Agreed, this is why I like the idea of searching parsed files, for example using scope selectors against code tokenized with a sublime-syntax grammar. Unfortunately, it means it needs to be parsed/indexed first, which is slower than a plain regex search.
I wonder if the AST built by Tree-Sitter could also help with this type of search - does anyone know of any existing solutions for this?
> does anyone know of any existing solutions for this?
https://semgrep.dev, though it's mostly an analysis tool it can be used as a search tool. IIRC it's not super fast, but for the cases where there is no way to really contort a regex into something suitable (the regex has way too many false positives and / or negatives) it works rather well.
> I like the idea of searching parsed files, for example using scope selectors against code tokenized with a sublime-syntax grammar.
I've been working on a trigram-based search engine with support for exactly this (via github.com/trishume/syntect) over the past several months and plan on open-sourcing it soon. Cool to see someone else with this idea!
You might also like https://comby.dev - it is aware of code structure without parsing files
> I've been working on a trigram-based search engine with support for exactly this (via github.com/trishume/syntect) over the past several months and plan on open-sourcing it soon.
Awesome, I look forward to that - you'll post a "show HN" for it, I hope? :)

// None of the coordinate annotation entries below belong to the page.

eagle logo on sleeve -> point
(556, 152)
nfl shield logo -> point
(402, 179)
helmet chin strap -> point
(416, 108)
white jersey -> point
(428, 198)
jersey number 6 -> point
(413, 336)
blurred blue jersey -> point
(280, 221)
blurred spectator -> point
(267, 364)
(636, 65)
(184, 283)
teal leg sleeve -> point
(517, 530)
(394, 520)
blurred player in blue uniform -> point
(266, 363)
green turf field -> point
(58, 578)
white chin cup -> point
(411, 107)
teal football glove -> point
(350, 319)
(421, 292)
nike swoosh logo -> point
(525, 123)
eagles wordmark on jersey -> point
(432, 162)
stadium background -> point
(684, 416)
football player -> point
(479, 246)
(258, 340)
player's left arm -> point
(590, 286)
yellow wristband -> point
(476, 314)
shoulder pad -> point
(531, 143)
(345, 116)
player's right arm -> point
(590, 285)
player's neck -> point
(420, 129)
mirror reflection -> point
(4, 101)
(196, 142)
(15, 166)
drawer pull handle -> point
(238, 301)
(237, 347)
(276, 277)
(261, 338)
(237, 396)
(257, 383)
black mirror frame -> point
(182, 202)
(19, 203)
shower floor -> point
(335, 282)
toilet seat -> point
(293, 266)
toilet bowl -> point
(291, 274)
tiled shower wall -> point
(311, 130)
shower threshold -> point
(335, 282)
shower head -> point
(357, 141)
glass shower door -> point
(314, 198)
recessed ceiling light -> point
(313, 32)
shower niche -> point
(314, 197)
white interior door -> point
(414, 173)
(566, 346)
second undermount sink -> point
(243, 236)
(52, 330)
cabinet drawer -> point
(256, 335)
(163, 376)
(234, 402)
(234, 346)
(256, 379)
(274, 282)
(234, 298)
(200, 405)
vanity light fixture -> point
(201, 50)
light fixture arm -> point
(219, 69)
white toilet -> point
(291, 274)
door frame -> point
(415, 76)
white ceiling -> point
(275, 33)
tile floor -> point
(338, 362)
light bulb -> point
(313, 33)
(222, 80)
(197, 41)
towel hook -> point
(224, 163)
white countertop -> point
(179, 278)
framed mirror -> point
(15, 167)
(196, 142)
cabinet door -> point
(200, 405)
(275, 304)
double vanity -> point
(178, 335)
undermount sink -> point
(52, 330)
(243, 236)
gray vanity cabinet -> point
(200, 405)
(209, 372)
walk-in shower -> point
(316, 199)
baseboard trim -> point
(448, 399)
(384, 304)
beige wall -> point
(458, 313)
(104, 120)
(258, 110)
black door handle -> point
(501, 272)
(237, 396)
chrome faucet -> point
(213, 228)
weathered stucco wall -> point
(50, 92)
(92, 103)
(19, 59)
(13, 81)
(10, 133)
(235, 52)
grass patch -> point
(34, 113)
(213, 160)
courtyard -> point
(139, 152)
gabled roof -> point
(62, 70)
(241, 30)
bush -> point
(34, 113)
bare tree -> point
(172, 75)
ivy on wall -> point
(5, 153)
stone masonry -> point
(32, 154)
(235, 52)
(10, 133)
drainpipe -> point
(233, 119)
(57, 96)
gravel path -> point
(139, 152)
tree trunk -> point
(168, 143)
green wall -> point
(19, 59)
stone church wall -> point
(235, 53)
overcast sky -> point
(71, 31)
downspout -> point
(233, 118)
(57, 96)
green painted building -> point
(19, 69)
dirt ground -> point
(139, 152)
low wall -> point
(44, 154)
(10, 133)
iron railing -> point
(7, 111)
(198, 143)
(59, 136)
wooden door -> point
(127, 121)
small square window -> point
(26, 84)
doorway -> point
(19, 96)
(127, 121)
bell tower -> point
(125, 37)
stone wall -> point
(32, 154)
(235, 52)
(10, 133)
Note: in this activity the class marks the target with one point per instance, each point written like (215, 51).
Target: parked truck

Does syntect's lack of support for the newest sublime-syntax features cause you any problems?
> You might also like https://comby.dev - it is aware of code structure without parsing files
> Awesome, I look forward to that - you'll post a "show HN" for it, I hope? :) Does syntect's lack of support for the newest sublime-syntax features cause you any problems?
Show HN -> Yep :)
Lack of support for newest sublime-syntax features: less than you would expect, but a little for sure.
Most of the syntax definitions in the wild today don't really use the newer features, at Sourcegraph I wrote a little Rust HTTP server wrapping syntect[1] and we use it for all our syntax highlighting for the past several years, I would say it works on like 95% of code files even if you include a lot of additional syntaxes that are untested with Syntect[2]. That said, it does barf hard on some specific files - either taking a really long time to do the work or getting completely stuck in a busy waiting loop for some reason. That said, it's still the 2nd best syntax highlighter out there (second only to Sublime itself.)
One of my hopes for this side project is that I'll be able to contribute more time upstream with e.g. a more extensive test suite for Syntect against a much larger number of syntax definitions from the wild instead of just Sublime's built-in ones.
I wonder if the AST built by Tree-Sitter could also help with this type of search - does anyone know of any existing solutions for this?